- Project 1: ESL Article Acquisition
- What I liked: The project was very well-organized and pretty easy to understand, for the most part. The graphs were readable, clear, and colorful. I also took a peek at the first progress report notebook, and the code was simplistic, which is a good thing in my opinion; I have a habit of taking an overcomplicated approach to some projects, so the fact that this student used more simplistic code to filter the data and produce fascinating results gives me hope that this might be a bit easier than I first thought.
- What could be improved: I feel like it would have helped the project a bit to include more than just the three languages; I feel like there could be some other important parts of article acquisition not just based on whether a language has articles or not, but also what sort of mix of articles a certain L1 has and how that speaker's L1 is apparent in their use of English.
- What I learned: I learned both that a "zero article" exists. I thought there was just an absence of articles in some cases, rather than having a specific term for the absence of an article. Kinda reminds me of the empty set, for anyone familiar with set theory.
- Project 2: Reddit Comment Analysis
- What I liked: Both machine learning and data from social media are super interesting to me, so I was excited to see a project that combined the two.
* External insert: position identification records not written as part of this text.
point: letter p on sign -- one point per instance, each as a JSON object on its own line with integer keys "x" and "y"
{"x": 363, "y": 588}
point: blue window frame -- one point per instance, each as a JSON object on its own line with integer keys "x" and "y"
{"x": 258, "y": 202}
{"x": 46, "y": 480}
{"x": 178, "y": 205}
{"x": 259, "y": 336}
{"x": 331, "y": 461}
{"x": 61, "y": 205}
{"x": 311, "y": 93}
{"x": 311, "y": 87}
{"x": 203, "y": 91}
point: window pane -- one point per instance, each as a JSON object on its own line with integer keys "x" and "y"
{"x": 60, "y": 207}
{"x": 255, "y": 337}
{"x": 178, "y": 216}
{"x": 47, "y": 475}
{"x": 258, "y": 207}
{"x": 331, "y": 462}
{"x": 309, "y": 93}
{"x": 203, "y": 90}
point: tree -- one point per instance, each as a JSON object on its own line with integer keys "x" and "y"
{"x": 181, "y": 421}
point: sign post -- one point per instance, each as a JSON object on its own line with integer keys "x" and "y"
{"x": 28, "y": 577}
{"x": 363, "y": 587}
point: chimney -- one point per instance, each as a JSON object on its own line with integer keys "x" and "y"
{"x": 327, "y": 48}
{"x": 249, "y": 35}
I like how diverse the subreddits chosen for the projects were; I saw r/politics and figured it'd be a very interesting project. I was also impressed with the data cleaning, considering the size of the corpus used.
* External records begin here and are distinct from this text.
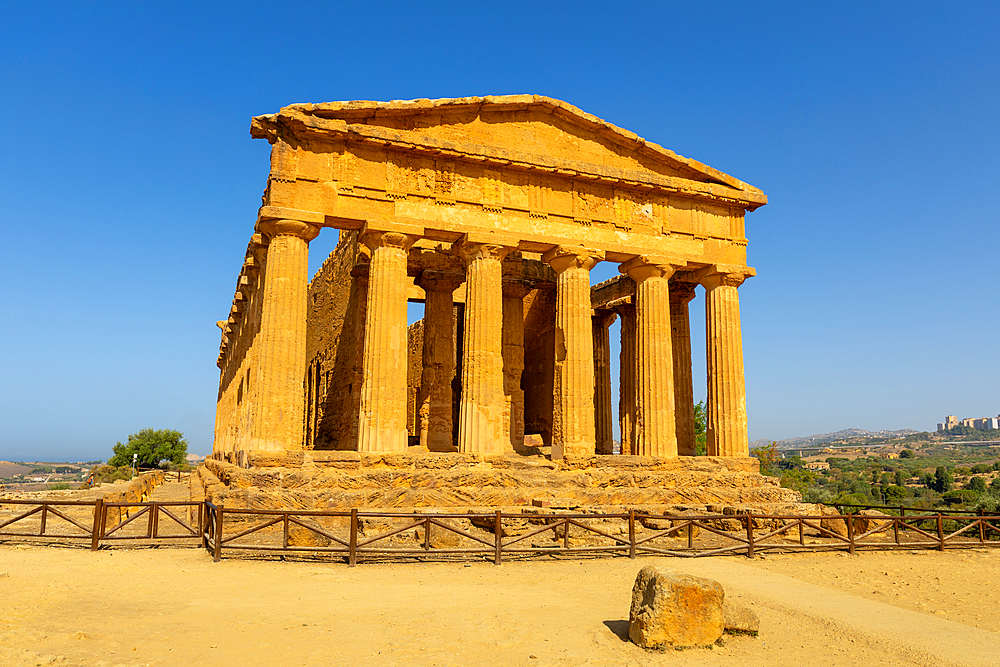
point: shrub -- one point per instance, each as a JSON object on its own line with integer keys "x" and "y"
{"x": 977, "y": 485}
{"x": 959, "y": 497}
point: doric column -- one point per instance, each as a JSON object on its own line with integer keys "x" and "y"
{"x": 680, "y": 296}
{"x": 603, "y": 416}
{"x": 436, "y": 431}
{"x": 627, "y": 378}
{"x": 655, "y": 426}
{"x": 280, "y": 347}
{"x": 480, "y": 410}
{"x": 382, "y": 416}
{"x": 573, "y": 416}
{"x": 513, "y": 362}
{"x": 727, "y": 403}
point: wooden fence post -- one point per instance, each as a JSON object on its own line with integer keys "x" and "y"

- What could be improved: I wasn't entirely sure what was being analyzed here; I looked at the project plan, and "linguistic trends" seems a bit vague. I also wasn't really able to figure out what these trends were, but maybe that's because I'm not familiar with the types of graphs that were used. Also, I frequently use Reddit, but not everyone does, so I feel like including a glossary of some sort would have been helpful in the end.
- What I learned: I learned that lzma is a thing that exists that's super helpful for working with compressed files, which really helps with large datasets. I don't intend on using a dataset nearly as large as this for my project in this class, but it could be useful if/when I work with other larger datasets in the future.
- Project 1: Russian russian_rhyme
(https://github.com/Data-Science-for-Linguists-2019/russian_rhyme)
- What I liked: There is a really clear project plan that includes research goals and discussions. This is easier for the audience to get to know what’s the big picture of the project with less confusion. The author also did a good job on the analysis part. Some other project plans might have interesting ideas but tend to have vague analysis overall.
- What could be improved: In the final report, the author was probably rushed towards the end. It seems to me that the analysis could be better explained with many important information lined up.
- What I learned: We’ve been told to use comments to explain thoughts and logic while coding, but not everyone can keep this good habit (me for instance…). The author makes sure that the audience can understand the ideas behind the coding by commenting almost all the time! In this way, the coding and analysis will make more sense to the audience. Also, this is VERY important if we will be collaborating with other data analysts or programmers in the future! Explain what and why are you coding something can save lots of time in team works (a lesson learned…).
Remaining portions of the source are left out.